The present invention relates to the field of wireless audio, such as wireless speech transmission, such as wireless two-way speech communication. More specifically the invention provides a joint far-end and near-end speech intelligibility enhancement for enhancing speech intelligibility in the case of noise both at the far-end and at the near-end.
Wireless two-way speech communication in noisy environments is a known problem. Especially, speech intelligibility can be severely decreased if both the speaking person at the near-end and the speaking person at the far-end of the two-way communication are located in environments where the acoustic noise level is high. The problem is known from mobile phone communication when one or both persons involved in the communication are located outside in traffic noise or the like. Specifically, speech intelligibility is important for communication between persons involved in a critical or even life-threatening situation, such as communication between rescue personnel, fire fighters etc.
Introduction of a speech enhancement processing in the communication link is a known measure to improve speech intelligibility in the presence of noise both at the far-end and at the near-end.
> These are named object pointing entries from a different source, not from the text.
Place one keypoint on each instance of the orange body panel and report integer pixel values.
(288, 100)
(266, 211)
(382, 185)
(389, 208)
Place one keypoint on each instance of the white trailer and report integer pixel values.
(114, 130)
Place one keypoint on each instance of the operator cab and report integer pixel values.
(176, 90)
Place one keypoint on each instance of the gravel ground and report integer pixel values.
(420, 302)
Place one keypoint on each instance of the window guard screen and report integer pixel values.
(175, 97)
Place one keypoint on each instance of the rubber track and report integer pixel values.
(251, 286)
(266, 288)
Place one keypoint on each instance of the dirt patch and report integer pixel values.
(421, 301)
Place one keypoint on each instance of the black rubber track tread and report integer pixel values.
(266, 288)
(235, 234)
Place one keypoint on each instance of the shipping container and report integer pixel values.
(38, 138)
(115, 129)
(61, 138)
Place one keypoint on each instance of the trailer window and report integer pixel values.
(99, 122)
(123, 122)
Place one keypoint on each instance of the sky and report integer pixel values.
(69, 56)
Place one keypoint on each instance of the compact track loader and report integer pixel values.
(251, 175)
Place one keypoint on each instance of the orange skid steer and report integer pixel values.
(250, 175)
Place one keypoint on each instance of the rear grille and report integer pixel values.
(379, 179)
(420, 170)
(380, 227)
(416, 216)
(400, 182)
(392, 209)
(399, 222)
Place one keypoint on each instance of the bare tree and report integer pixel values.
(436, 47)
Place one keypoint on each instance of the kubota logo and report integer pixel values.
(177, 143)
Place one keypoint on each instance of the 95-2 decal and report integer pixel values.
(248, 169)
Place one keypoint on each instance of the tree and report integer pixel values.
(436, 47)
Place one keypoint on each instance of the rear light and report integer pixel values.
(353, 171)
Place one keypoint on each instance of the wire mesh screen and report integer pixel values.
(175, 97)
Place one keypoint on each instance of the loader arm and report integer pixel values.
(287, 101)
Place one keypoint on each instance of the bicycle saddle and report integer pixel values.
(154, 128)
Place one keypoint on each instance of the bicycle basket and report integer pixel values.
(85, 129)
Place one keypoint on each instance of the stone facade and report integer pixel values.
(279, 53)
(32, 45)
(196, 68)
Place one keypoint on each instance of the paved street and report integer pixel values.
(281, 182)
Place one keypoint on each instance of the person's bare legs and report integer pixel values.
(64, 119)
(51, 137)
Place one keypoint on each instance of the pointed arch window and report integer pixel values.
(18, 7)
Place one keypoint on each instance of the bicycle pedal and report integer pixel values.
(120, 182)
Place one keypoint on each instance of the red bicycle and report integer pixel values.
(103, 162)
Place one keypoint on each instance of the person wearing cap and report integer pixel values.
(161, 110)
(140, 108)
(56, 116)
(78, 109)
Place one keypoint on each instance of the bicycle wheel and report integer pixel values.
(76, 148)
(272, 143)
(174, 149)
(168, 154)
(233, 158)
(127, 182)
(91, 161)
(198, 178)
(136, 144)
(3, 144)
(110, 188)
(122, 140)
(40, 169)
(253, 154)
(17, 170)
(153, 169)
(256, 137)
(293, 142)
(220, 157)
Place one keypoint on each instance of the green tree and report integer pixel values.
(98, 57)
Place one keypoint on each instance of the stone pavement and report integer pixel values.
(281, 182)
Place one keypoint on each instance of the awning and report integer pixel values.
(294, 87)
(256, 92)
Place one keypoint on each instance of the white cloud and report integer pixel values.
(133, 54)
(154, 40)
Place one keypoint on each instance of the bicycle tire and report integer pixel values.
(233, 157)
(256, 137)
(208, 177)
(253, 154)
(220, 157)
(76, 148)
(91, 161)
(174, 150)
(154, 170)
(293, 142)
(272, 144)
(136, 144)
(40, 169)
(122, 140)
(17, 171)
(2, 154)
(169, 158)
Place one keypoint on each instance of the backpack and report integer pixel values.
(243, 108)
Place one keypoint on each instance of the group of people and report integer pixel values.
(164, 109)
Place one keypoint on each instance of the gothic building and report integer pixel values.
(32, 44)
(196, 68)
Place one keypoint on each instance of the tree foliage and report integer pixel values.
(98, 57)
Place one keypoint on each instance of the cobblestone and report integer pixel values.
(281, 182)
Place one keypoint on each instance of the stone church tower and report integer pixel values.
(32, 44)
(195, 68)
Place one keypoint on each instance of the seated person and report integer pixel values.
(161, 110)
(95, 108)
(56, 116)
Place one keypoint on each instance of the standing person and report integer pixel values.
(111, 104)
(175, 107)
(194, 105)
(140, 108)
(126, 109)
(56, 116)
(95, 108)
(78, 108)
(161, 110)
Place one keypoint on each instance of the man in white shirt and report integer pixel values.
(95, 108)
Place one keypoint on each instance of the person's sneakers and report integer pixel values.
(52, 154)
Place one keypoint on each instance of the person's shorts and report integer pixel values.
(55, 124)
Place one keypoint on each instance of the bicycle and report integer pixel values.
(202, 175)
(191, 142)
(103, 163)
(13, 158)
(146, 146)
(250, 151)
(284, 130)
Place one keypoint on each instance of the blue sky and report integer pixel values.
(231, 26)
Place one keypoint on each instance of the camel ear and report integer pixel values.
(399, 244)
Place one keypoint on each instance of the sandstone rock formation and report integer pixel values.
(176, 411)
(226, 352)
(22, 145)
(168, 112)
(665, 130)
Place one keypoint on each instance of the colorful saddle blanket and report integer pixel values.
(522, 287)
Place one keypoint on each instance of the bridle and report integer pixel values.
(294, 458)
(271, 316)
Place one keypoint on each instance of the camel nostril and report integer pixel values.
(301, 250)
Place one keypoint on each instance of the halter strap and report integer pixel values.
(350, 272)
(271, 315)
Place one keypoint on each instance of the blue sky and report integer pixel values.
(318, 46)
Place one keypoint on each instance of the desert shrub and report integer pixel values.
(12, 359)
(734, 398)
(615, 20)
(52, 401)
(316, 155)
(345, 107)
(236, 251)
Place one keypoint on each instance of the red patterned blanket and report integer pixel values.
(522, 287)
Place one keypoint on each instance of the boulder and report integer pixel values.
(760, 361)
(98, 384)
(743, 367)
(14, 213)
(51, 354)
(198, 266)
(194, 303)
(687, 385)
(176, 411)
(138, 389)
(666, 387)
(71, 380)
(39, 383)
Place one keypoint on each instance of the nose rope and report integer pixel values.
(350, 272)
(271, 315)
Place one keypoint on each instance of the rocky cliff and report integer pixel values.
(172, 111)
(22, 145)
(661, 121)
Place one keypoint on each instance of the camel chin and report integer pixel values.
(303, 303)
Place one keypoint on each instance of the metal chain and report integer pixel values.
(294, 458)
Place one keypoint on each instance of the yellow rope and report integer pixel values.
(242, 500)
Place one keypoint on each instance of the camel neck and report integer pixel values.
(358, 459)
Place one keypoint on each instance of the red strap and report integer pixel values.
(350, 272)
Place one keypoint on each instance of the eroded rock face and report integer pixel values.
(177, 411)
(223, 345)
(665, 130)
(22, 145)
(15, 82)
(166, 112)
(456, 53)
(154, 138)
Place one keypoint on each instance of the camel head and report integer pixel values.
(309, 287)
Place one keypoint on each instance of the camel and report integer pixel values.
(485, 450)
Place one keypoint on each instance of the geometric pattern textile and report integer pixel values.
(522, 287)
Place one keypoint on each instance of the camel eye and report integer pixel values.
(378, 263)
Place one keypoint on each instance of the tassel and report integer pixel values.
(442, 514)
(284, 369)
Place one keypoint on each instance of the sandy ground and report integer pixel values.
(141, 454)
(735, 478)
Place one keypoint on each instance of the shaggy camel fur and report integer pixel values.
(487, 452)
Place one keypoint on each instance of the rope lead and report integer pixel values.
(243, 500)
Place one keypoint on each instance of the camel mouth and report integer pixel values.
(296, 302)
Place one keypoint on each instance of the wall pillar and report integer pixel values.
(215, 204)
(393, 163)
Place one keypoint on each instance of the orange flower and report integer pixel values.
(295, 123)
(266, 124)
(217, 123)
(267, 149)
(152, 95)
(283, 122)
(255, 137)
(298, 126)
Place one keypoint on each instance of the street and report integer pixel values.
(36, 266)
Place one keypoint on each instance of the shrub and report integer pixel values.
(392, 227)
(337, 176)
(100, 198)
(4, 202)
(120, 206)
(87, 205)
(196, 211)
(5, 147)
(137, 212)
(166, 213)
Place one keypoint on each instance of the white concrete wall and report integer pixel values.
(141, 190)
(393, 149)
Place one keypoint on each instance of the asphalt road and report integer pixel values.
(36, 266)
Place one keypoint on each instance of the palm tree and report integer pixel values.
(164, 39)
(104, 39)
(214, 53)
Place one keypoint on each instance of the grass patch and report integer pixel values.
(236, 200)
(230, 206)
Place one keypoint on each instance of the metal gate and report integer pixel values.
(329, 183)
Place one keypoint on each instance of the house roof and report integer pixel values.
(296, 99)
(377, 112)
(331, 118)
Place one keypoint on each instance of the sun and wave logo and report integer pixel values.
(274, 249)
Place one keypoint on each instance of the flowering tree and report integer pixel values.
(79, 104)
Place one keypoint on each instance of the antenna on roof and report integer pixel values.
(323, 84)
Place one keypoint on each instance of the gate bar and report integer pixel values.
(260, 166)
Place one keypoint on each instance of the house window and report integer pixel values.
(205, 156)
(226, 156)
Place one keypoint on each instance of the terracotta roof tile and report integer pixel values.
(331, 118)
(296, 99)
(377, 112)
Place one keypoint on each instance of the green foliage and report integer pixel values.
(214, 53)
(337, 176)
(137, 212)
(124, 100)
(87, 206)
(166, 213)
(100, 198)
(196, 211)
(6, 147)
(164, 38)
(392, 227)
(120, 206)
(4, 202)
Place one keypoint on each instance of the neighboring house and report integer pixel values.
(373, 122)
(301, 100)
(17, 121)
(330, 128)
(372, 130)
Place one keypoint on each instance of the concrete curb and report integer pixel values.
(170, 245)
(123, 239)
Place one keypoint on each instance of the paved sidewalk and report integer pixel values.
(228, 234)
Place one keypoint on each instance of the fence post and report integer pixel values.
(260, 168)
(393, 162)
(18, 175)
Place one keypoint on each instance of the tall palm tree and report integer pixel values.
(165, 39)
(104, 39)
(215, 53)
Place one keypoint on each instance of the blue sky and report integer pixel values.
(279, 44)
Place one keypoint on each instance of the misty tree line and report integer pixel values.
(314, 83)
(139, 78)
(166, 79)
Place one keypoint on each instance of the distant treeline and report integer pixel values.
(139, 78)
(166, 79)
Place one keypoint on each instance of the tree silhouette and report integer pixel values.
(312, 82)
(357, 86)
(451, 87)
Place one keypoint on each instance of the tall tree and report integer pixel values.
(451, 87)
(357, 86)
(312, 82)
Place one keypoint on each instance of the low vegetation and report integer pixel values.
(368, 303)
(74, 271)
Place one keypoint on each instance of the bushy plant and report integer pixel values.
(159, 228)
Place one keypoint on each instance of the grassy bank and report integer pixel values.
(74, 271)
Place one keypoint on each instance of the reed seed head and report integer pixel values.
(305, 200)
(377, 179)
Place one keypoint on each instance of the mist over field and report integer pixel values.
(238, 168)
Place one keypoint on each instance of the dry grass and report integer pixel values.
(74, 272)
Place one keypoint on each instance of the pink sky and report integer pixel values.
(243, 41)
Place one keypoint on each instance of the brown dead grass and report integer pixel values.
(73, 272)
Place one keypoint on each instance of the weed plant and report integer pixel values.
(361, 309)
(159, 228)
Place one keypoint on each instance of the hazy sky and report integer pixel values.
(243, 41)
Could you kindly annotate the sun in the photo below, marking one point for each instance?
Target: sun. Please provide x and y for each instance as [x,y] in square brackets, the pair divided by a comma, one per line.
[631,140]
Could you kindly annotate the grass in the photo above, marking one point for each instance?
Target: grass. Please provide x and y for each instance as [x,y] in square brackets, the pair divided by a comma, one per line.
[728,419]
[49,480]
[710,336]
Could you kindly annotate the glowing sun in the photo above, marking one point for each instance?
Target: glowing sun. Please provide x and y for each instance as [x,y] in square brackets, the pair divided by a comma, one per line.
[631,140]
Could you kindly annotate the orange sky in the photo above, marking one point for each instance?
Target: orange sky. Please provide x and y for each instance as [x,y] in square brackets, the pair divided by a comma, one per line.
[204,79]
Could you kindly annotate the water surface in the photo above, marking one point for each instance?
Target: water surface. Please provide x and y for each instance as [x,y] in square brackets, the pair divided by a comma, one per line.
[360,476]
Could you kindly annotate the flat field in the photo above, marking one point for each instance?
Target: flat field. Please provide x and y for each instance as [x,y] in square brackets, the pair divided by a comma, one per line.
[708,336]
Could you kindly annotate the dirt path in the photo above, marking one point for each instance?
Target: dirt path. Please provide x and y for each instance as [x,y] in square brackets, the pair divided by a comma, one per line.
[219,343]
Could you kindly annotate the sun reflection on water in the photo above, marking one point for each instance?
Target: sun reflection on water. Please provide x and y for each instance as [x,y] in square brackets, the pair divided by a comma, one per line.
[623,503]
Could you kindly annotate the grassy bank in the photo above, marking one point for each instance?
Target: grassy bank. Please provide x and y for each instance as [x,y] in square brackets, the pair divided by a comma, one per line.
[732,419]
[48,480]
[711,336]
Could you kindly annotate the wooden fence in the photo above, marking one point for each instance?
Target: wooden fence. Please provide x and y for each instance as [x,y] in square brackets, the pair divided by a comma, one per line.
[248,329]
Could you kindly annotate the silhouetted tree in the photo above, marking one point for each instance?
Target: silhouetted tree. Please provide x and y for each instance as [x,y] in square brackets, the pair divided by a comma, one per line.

To allow an effective speech enhancement, one approach is to use multi-microphone techniques at both far-end and near-end. Further, it has been proposed to use mutual information between spoken message at far-end environment and perceived message at the near-end as speech intelligibility enhancement target.
One example of such speech enhancement algorithm using mutual information can be found in “Intelligibility Enhancement Based on Mutual Information”, S. Khademi et al., IEEE/ACM Transactions on Audio, Speech, and Language Processing, Vol. 25, No. 8, August 2017. However, in this example, the mathematical optimization problem is complex since e.g. the natural variation of speech is taken into account. This introduces complexity in the optimization process to arrive at the speech intelligibility enhancement algorithm, and to perform the optimization, various assumptions are required to arrive at a closed form mathematical formulation. Furthermore, the required assumptions may not even be fulfilled in practice. Thus, the resulting speech enhancement algorithm is complex to derive and it may further be inaccurate due to invalid assumptions, thereby leading to a non-optimal speech enhancement performance.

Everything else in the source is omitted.